MAHKEMESİ : BÖLGE ADLİYE MAHKEMESİ 9. HUKUK DAİRESİ
Taraflar arasında görülen davada Mersin 1. Asliye Ticaret Mahkemesince verilen 11.05.2018 tarih ve 2017/160 E- 2018/328 K. sayılı kararın taraf vekilleri tarafından istinaf edilmesi üzerine, istinaf istemlerinin esastan reddine dair Adana Bölge Adliye Mahkemesi 9. Hukuk Dairesi'nce verilen 21.10.2019 tarih ve 2018/1452 E- 2019/1132 K. sayılı kararın Yargıtay'ca incelenmesi davalı vekili tarafından duruşmalı, davacı vekilince duruşmasız olarak istenmiş ve temyiz dilekçelerinin süresi içinde verildiği anlaşılmış olmakla,duruşma için belirlenen10.05.2022 günü hazır bulunan davacı vekili Av. ... ile davalı vekili Av. ... dinlenildikten sonra duruşmalı işlerin yoğunluğu ve süre darlığından ötürü işin incelenerek karara bağlanması ileriye bırakıldı. Tetkik Hakimi ... tarafından düzenlenen rapor dinlenildikten ve yine dosya içerisindeki dilekçe, duruşma tutanakları ve tüm belgeler okunup incelendikten sonra işin gereği görüşülüp, düşünüldü:
Davacı vekili, davalının leasing yolu ile kiraladığı iş makinesini müvekkiline adi yazılı sözleşme ile sattığını, sözleşme gereği müvekkilinin edimini eksiksiz olarak yerine getirdiğini, edimini yerine getirmeyen davalının borcundan dolayı iş makinesinin haczedilerek muhafaza altına alındığını, böylece sözleşmenin ifasının davalının kusuru ile imkansız hale geldiğini, müvekkilinin ödediği parayı davalıdan isteme hakkının doğduğunu, davalının ödeme yapmaması nedeniyle başlatılan icra takibine haksız itiraz edildiğini belirterek itirazın iptali ile takibin devamına, davalı aleyhine %20'den az olmamak üzere icra inkar tazminatına hükmedilmesini talep ve dava etmiştir.

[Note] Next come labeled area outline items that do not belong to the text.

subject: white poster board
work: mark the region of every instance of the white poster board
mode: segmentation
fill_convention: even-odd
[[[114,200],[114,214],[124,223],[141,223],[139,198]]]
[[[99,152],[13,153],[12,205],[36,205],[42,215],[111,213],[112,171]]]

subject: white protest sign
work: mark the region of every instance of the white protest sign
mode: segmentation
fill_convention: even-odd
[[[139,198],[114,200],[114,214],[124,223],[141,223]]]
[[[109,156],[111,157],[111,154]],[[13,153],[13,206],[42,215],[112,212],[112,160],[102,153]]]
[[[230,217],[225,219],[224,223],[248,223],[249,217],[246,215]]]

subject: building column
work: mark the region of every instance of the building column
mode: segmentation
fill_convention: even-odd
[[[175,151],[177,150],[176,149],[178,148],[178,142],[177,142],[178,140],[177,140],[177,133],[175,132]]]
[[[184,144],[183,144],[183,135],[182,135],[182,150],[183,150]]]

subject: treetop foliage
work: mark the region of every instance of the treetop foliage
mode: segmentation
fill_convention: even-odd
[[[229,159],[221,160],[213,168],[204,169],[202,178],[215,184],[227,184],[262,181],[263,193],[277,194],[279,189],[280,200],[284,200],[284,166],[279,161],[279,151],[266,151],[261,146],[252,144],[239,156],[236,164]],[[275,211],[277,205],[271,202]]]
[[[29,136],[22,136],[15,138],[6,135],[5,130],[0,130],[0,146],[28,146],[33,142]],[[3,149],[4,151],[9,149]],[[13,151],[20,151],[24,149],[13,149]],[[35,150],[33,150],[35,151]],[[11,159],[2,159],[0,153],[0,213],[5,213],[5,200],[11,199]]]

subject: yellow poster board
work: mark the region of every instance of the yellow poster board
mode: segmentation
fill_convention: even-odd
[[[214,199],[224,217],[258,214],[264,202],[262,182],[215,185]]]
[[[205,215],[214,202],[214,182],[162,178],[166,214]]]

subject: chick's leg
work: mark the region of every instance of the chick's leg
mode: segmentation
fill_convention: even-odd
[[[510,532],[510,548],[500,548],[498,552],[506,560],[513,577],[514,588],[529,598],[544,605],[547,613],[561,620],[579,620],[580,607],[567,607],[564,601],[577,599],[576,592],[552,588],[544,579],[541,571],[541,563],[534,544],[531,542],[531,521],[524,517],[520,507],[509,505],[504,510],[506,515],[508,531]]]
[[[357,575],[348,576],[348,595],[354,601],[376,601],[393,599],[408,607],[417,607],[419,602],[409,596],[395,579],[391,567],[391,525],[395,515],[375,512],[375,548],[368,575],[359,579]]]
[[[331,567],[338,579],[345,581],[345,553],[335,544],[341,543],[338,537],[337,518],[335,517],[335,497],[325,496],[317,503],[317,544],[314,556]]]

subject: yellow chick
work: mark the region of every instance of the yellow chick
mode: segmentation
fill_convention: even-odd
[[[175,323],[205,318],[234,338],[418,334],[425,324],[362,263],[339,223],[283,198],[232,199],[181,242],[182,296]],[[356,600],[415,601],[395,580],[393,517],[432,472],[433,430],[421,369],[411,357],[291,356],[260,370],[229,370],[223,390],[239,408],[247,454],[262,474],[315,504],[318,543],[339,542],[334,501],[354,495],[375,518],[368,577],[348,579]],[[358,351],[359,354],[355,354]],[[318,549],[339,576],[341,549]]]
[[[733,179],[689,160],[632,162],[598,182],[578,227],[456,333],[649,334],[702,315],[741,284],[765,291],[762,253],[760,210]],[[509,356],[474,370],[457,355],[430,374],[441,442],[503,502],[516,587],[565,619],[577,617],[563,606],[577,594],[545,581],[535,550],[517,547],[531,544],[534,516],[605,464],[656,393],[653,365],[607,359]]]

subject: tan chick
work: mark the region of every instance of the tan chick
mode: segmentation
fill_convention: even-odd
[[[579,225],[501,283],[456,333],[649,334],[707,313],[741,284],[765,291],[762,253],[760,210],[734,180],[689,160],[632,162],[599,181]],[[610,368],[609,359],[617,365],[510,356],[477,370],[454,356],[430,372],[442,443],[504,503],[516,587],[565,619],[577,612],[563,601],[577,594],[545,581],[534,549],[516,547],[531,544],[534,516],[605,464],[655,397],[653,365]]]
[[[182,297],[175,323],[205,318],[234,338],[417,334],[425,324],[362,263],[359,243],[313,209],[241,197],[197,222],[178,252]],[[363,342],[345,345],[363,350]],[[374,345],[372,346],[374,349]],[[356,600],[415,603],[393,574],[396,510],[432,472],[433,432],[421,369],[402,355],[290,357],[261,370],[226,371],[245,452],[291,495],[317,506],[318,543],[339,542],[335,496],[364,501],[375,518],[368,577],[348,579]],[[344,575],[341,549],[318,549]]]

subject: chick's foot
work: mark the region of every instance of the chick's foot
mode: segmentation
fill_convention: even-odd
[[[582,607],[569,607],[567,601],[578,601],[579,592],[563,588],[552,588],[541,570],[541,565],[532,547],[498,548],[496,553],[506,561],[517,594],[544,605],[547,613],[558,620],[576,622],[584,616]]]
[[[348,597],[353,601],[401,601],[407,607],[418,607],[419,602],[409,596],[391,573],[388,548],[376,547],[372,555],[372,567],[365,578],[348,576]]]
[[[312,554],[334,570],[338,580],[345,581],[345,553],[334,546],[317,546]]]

Davalı vekili, takibe konu sözleşmenin müvekkili ile Naskoç İnşaat Taah. Nak. Tur. İth. İhr. San. Tic. Ltd. Şti. arasında yapıldığı halde icra takibinin ve davanın davacı ... tarafından açıldığından aktif husumet ehliyetinin olmadığını, taraflar arasındaki sözlşemenin iş makinası satımına ilişkin olmayıp, sözleşmede belirtilen taksitlerin davacı tarafından ödenmesi durumunda dava konusu iş makinesinin davacıya devri için satış vaadinde bulunulduğunu, davacının edimini yerine getirmediğini savunarak davanın reddine karar verilmesini istemiştir.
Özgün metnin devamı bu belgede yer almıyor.